The National Conservation Council has welcomed the allocation of $6 million from the Environmental Protection Fund to buy up land to create protected areas.
The appropriation sparked debate in Finance Committee on Tuesday, with some legislators opposed to allocating money for as yet unspecified land purchases.
Though the fund, levied from travelers passing through the airport, was set up with the intention of buying environmentally sensitive land, particularly Grand Cayman’s central mangrove wetlands, it has rarely been used for that purpose.
Environment Minister Wayne Panton, speaking during Tuesday’s Finance Committee hearing, said he could not say which properties the National Conservation Council had recommended for purchase at this point as it depended on negotiations with owners.
He dismissed fears raised by North Side legislator Ezzard Miller that government could use a compulsory purchase mechanism to force people to sell.
He said once the money was allocated, the council could finalize its recommendations and negotiations could commence. He said buying up environmentally important land to protect for future generations was one of the primary purposes of the Environmental Protection Fund and governments worldwide routinely made such purchases.
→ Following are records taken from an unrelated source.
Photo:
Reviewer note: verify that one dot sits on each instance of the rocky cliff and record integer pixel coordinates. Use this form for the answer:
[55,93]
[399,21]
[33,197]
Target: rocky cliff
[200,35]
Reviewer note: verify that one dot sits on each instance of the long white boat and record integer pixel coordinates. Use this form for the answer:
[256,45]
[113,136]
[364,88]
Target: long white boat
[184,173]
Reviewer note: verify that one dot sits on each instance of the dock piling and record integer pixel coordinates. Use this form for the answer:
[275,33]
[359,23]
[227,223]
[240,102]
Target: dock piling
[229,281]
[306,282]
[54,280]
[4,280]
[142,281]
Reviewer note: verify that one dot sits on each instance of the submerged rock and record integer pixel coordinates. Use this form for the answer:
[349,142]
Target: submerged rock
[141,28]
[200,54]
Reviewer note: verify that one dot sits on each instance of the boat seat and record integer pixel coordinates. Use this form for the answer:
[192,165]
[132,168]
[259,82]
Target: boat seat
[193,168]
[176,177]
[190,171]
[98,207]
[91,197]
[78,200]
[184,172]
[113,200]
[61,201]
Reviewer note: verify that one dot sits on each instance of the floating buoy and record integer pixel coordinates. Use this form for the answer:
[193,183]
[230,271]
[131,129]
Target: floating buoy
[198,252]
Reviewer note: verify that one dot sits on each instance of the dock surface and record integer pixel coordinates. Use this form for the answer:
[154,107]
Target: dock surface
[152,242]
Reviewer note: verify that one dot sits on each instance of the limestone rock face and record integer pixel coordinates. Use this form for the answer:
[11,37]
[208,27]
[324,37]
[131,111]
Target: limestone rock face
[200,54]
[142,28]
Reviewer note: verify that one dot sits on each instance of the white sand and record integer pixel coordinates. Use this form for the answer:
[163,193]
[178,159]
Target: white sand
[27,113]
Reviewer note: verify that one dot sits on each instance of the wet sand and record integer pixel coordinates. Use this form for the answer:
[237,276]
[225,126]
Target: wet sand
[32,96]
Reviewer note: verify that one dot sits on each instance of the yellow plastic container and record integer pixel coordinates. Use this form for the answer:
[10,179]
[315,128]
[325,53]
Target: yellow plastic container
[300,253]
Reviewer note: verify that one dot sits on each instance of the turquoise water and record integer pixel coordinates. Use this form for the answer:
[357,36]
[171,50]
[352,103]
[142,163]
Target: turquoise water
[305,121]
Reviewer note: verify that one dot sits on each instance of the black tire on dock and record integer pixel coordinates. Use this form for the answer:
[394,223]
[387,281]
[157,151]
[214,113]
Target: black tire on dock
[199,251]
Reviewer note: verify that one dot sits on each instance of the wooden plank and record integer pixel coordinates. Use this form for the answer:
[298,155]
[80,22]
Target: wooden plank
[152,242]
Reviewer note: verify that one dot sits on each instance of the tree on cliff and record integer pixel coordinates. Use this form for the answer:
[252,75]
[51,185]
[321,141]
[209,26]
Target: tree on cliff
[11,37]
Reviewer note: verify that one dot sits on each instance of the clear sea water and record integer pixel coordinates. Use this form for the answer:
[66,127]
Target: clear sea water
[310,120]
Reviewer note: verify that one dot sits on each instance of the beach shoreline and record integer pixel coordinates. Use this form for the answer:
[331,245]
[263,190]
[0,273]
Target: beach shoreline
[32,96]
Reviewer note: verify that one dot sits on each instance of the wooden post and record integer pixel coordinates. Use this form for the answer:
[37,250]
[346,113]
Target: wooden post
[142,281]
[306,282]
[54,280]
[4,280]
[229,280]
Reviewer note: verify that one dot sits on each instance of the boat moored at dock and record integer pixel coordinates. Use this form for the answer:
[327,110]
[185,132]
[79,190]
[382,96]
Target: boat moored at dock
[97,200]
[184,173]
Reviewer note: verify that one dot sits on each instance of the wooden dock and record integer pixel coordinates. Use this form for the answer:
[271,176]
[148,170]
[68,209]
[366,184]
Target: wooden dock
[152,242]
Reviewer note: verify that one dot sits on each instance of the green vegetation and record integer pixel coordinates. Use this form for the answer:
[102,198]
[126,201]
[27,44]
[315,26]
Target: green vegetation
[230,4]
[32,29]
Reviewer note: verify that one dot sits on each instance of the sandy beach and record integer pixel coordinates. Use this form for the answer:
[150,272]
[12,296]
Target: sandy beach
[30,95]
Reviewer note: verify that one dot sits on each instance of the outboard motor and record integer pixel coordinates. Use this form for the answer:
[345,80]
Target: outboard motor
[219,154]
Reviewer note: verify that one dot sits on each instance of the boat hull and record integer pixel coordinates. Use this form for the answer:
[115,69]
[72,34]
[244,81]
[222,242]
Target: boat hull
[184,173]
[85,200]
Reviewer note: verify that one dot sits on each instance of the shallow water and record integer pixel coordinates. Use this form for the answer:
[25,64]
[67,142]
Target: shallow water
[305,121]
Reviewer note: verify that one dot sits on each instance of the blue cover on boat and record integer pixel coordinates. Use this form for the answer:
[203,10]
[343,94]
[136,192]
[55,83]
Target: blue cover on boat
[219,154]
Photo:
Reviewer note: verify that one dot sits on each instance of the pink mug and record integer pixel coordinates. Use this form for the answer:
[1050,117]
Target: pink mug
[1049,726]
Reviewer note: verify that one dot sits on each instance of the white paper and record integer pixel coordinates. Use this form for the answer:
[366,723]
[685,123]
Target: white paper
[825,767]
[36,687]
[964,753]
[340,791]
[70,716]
He said the international “rule of thumb” was for countries to aim to protect 15 percent of land within their borders.
Of the $6 million, he said, “This amount reflects several proposals from the National Conservation Council in respect of land they have identified as being of significant environmental value …. There are no inked or signed agreements in respect of the properties. It wouldn’t make sense to disclose where the properties are at this point.”
Christine Rose-Smyth, chair of the conservation council, confirmed the law only allows for the purchase of land from willing sellers and government could not use its powers to force sale, as it can with road projects.
She told the Cayman Compass, “On behalf of the Conservation Council, I am delighted that a sum has been appropriated in this budget from the Environmental Protection Fund for one of the principal purposes of that fund, acquisition and management of protected areas, as provided for in the National Conservation Law.
“The law’s nomination process is open and transparent and requires evaluation according to strict criteria, landowner consultation and involvement at every step and, ultimately, agreement with Cabinet. There is no possibility for compulsion in the law. If a landowner is not willing that her land be purchased by the Crown, the council is not permitted to make any recommendation.”
During Tuesday night’s debate, North Side MLA Mr. Miller raised concerns that any purchases would likely be in his constituency, saying “everything else has been destroyed.”
Mr. Panton said there was no focus on any specific district and the council would be seeking to find land of environmental significance.
East End Legislator Arden McLean suggested the proposal was too vague and that government should not allocate the money until more specific plans were in place. Mr. Panton said it would be impractical to come back to Finance Committee for every negotiation.
The appropriation was approved over the objections of independent legislators Mr. Miller, Mr. McLean, Winston Connolly and Alva Suckoo.